James K Brown: Division of Pulmonary, Critical Care, Allergy and Sleep Medicine, Department of Medicine, University of California, San Francisco, CA; VA Medical Center San Francisco, Department of Medicine, San Francisco, CA.
Michael Beggs: MagArray, Inc., Milpitas, CA.
Amanda L Fish: MagArray, Inc., Milpitas, CA.
Luis Carbonell: MagArray, Inc., Milpitas, CA.
Shan X Wang: MagArray, Inc., Milpitas, CA.
Peter J Mazzone: Respiratory Institute, Cleveland Clinic, Cleveland, OH.

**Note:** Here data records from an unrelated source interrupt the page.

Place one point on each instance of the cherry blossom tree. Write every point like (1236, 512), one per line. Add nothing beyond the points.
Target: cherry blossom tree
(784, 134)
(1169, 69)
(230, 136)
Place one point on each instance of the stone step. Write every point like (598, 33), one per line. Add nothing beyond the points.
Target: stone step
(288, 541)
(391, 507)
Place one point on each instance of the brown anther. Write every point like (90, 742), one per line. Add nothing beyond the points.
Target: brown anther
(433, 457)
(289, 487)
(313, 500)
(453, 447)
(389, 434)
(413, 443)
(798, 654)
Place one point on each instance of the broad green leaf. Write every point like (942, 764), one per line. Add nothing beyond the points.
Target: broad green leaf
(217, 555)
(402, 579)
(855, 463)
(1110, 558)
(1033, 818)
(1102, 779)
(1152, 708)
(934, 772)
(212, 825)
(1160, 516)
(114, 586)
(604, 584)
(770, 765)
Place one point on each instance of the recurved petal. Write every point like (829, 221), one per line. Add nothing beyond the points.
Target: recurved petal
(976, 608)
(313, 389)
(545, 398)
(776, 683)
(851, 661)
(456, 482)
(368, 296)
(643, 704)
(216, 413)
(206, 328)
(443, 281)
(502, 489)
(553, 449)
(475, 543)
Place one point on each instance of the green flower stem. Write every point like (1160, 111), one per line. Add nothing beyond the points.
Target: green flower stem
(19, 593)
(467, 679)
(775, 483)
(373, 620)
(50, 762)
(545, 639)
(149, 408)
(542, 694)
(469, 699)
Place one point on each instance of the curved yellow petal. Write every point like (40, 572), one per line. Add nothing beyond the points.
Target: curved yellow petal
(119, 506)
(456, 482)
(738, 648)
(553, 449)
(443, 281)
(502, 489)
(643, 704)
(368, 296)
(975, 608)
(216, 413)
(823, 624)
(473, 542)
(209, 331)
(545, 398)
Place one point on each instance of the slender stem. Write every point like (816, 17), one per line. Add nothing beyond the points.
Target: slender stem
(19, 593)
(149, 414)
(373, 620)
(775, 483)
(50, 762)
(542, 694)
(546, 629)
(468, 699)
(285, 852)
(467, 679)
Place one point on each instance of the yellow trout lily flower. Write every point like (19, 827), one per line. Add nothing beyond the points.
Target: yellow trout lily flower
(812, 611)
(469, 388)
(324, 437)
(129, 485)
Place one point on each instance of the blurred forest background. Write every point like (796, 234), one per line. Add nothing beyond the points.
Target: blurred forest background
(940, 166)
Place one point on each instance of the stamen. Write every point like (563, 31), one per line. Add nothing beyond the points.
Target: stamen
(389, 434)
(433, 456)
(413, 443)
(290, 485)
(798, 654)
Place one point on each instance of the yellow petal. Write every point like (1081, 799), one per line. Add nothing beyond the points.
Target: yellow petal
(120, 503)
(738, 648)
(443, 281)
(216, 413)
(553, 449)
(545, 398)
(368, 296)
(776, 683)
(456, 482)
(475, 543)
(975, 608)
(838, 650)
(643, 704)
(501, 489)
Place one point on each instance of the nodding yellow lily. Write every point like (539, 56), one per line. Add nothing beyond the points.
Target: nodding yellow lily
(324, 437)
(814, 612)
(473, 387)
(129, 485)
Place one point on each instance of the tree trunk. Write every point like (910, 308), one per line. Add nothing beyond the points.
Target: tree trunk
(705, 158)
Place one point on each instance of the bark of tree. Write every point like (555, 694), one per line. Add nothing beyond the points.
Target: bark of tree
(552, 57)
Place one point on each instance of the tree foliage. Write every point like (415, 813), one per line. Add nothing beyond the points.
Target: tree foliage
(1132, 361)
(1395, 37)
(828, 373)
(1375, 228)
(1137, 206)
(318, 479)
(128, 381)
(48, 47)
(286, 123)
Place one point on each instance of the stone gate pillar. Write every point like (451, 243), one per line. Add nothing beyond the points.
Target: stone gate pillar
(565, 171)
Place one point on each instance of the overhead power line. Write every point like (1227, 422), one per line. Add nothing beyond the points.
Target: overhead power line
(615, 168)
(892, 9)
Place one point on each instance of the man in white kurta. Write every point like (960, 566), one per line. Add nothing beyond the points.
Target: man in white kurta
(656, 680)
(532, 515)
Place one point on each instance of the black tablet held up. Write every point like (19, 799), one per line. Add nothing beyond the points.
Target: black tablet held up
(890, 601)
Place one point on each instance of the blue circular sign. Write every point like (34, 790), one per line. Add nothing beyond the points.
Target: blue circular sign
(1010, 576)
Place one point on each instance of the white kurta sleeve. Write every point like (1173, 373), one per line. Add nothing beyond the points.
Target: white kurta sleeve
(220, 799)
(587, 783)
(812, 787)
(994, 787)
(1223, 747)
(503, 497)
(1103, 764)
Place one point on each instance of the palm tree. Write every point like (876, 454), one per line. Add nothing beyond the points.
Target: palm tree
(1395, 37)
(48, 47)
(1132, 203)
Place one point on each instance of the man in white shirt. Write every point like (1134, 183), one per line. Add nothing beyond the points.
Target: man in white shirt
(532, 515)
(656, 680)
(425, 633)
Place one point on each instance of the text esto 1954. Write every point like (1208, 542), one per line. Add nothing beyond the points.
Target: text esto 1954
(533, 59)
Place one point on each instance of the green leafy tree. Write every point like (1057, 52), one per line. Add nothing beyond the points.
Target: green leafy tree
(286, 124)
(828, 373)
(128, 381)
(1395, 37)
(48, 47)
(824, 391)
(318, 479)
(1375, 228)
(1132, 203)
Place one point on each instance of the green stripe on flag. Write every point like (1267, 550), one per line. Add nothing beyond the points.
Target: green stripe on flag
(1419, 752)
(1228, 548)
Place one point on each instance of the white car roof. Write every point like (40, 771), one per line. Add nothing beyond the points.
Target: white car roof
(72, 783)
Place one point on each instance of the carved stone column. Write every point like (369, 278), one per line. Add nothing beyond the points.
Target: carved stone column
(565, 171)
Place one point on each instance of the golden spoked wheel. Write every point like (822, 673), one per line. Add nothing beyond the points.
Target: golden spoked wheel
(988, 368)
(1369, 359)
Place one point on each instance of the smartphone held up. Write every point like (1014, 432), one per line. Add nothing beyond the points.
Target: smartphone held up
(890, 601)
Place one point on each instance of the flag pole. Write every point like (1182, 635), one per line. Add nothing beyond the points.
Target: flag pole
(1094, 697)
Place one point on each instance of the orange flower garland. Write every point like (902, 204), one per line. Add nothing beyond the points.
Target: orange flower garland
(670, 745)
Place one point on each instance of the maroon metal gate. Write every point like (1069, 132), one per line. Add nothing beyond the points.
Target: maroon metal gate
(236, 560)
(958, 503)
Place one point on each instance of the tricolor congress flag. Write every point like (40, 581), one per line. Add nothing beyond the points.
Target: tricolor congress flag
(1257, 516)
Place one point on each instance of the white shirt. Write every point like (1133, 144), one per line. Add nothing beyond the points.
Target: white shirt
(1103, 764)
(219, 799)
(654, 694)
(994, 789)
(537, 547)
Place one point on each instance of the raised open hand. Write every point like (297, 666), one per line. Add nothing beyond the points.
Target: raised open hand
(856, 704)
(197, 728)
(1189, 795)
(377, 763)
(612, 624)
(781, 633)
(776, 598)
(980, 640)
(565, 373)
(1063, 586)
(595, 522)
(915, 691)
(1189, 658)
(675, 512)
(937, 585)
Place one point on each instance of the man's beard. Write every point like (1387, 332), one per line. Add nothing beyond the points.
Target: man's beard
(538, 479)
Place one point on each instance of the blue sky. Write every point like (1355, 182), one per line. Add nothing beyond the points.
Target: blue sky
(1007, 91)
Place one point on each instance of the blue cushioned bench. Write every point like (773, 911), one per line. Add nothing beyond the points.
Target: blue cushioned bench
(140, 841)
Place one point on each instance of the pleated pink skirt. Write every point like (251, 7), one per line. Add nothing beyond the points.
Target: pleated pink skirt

BACKGROUND: Deficiencies in risk assessment for patients with pulmonary nodules (PNs) contribute to unnecessary invasive testing and delays in diagnosis. RESEARCH QUESTION: What is the accuracy of a novel PN risk model that includes plasma proteins and clinical factors? How does the accuracy compare with that of an established risk model? STUDY DESIGN AND METHODS: Based on technology using magnetic nanosensors, assays were developed with seven plasma proteins. In a training cohort (n = 429), machine learning approaches were used to identify an optimal algorithm that subsequently was evaluated in a validation cohort (n = 489), and its performance was compared with the Mayo Clinic model. RESULTS: In the training set, we identified a support vector machine algorithm that included the seven plasma proteins and six clinical factors that demonstrated an area under the receiver operating characteristic curve of 0.87 and met other selection criteria. The resulting risk reclassification model (RRM) was used to recategorize patients with a pretest risk of between 10% and 84%, and its performance was assessed across five risk strata (low, ≤ 10%; moderate, 10%-34%; intermediate, 35%-70%; high, 71%-84%; very high, > 85%). Stratification by the RRM decreased the proportion of intermediate-risk patients from 26.7% to 10.8% (P < .001) and increased the low-risk and high-risk strata from 16.8% to 21.9% (P < .001) and from 3.7% to 12.1% (P < .001), respectively. Among patients classified as low risk by the RRM and Mayo Clinic model, the corresponding true-negative to false-negative ratios were 16.8 and 19.5, respectively. Among patients classified as very high risk by the RRM and Mayo Clinic model, the corresponding true-positive to false-positive ratios were 28.5 and 17.0, respectively. Compared with the Mayo Clinic model, the RRM provided higher specificity at the low-risk threshold and higher sensitivity at the very high-risk threshold. INTERPRETATION: The RRM accurately reclassified some patients into low-risk and very high-risk categories, suggesting the potential to improve PN risk assessment.